Office of Works, &c., 19 April 1860.
Sir,
With reference to your letter of the 12th ultimo1, reporting your opinion on the different processes of Mr. Szerelmey and Mr. Ransome, for preserving the outside stonework of the New Palace at Westminster, I am directed by the First Commissioner of Her Majesty’s Works2, &c., to send you herewith copy of a letter, dated the 2d instant, which he has received from Mr. Ransome on the subject3, and also copy of a letter, dated the 27th May 1859, from Mr. Warrington4 [sic] to Mr.

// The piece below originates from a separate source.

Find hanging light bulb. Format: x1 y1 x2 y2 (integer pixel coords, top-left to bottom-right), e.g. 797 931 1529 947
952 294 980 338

Ransome5, containing the analysis referred to by the latter, and which, in a letter from him, dated the 28th May6, he states was made upon a composition scraped by him from the surface of the buttress at the south-west end of the Terrace of the New Palace in the presence of the then First Commissioner7; and I am to request that you will have the goodness to inform the First Commissioner whether you are satisfied that Mr. Szerelmey’s composition does not contain oleaginous or other organic matter, which by exposure to weather would cease to exercise its preservative power; and also, whether your attention, and that of Sir R. Murchison, was so exclusively directed to the latter applications of the two processes of Mr. Szerelmey and Mr. Ransome that you did not consider the results of the earlier applications of both those processes, and whether you are satisfied that Mr. Szerelmey’s is the best process for the purpose, at present known.
I am, &c. | (signed) Alfred Austin. | Secretary.